Her bladed hands were quick, stronger, and sharper than Bruno imagined was possible. A blossom of red turned to a smock across Bruno’s chest and linen shirt.
His hands moved to his neck, trying to push the red back inside, trying to staunch the bleeding, but he felt the warmth crawling down his waist, down his legs, being chased away by a cold he’d never known until now. Bruno tried to step forward, tried to reach out with one hand for this wild, barefooted woman, but the trunk. Bruno stumbled over the trunk, cracking his head against La Manchita’s craggy ledge. His legs tumbled over him and into the cavern, their momentum dragging the rest of him, still alive and reaching for the woman, down Her throat.

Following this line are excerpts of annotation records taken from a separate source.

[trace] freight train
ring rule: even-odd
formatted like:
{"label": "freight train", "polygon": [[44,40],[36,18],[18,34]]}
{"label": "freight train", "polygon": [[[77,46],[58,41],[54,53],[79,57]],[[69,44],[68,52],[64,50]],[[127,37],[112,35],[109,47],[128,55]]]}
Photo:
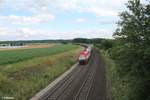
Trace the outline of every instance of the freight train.
{"label": "freight train", "polygon": [[85,47],[85,49],[80,52],[79,57],[78,57],[78,61],[80,65],[85,65],[88,63],[91,57],[92,47],[93,47],[92,45]]}

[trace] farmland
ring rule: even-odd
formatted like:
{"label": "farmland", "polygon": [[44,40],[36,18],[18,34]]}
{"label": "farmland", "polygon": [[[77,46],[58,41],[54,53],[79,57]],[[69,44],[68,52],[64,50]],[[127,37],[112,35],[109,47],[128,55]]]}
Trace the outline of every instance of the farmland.
{"label": "farmland", "polygon": [[74,45],[56,45],[51,48],[32,48],[23,50],[0,51],[0,65],[11,64],[34,57],[42,57],[46,55],[53,55],[59,52],[64,52],[74,49]]}
{"label": "farmland", "polygon": [[0,51],[0,97],[26,100],[76,61],[79,46]]}

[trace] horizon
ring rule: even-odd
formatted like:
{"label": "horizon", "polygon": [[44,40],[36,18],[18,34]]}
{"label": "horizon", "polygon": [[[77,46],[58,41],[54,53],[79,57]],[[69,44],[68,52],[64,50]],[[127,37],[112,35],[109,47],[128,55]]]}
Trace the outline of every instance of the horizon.
{"label": "horizon", "polygon": [[1,0],[0,41],[112,39],[128,0]]}

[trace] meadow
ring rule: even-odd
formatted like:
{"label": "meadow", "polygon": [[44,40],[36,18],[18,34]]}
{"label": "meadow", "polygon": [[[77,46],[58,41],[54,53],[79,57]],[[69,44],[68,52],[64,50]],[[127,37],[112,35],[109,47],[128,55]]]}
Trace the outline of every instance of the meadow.
{"label": "meadow", "polygon": [[50,48],[31,48],[23,50],[4,50],[0,51],[0,65],[12,64],[15,62],[32,59],[34,57],[42,57],[46,55],[54,55],[60,52],[68,51],[76,48],[75,45],[56,45]]}
{"label": "meadow", "polygon": [[[51,48],[1,51],[0,98],[28,100],[76,62],[82,48],[72,44]],[[17,59],[17,60],[16,60]]]}

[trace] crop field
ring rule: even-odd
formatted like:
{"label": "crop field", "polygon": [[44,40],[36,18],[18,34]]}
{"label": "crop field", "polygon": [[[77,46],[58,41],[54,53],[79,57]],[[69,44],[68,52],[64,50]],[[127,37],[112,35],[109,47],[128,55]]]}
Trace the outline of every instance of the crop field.
{"label": "crop field", "polygon": [[75,45],[56,45],[50,48],[32,48],[23,50],[0,51],[0,65],[12,64],[15,62],[32,59],[34,57],[42,57],[57,54],[59,52],[68,51],[76,48]]}
{"label": "crop field", "polygon": [[51,48],[0,51],[0,99],[28,100],[69,69],[81,49],[62,44]]}

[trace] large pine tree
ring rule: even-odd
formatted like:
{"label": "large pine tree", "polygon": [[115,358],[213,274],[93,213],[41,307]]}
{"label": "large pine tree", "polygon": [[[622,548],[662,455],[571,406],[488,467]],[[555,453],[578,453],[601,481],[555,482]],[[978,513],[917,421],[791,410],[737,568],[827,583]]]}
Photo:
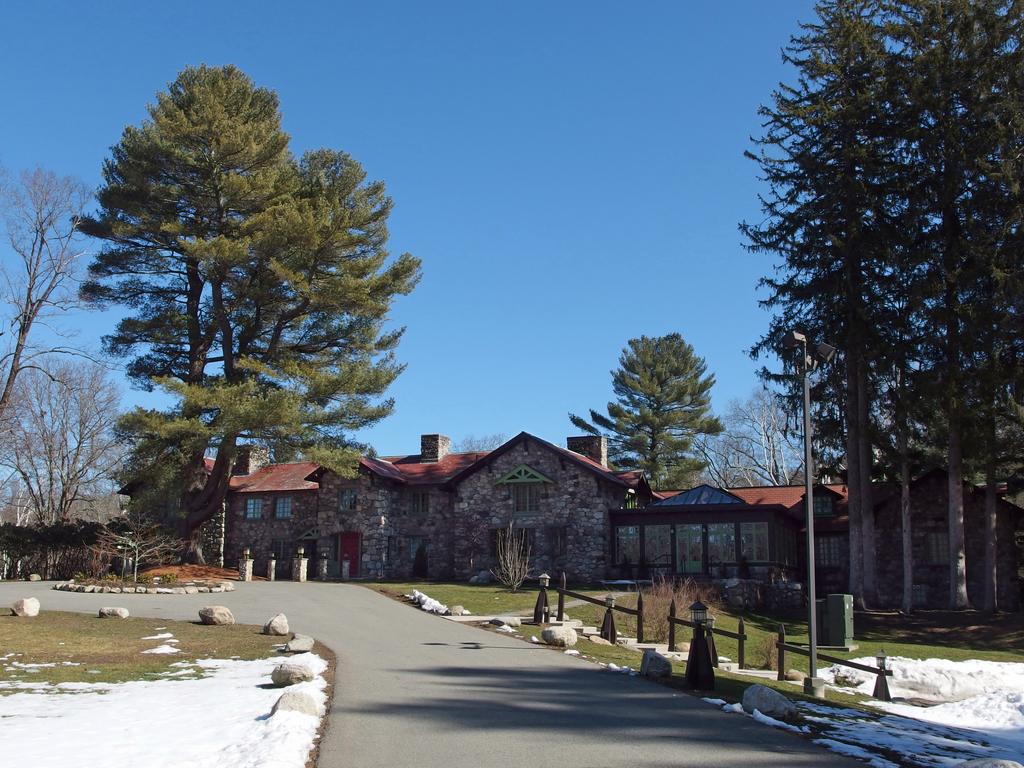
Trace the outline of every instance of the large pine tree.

The thuds of Bruno’s body ricocheting down La Manchita faded, swallowed by the sound of cicada songs and tired calls of mourning doves. The woman, Isabela, leaned her head back and let the noise soak into her skin, sink into hair.
These woods sang this very song nearly a century ago when her husband still governed these lands and lurked in dark corners, waiting for something young to traipse by. Isabela remembered the heat of that year, that night. The air had been thick and wet between the roving showers of this place. That was why she’d wandered outside, where she heard the cries of Juana, a sweet, well-mannered mestizo servant girl, tears slicking her face, her fingers clutching the edges of her undone bodice.
She propositioned me, Isabela’s husband, Gustavo, had claimed. These New World girls, they’re inhabited by the devil. She’s temptation embodied.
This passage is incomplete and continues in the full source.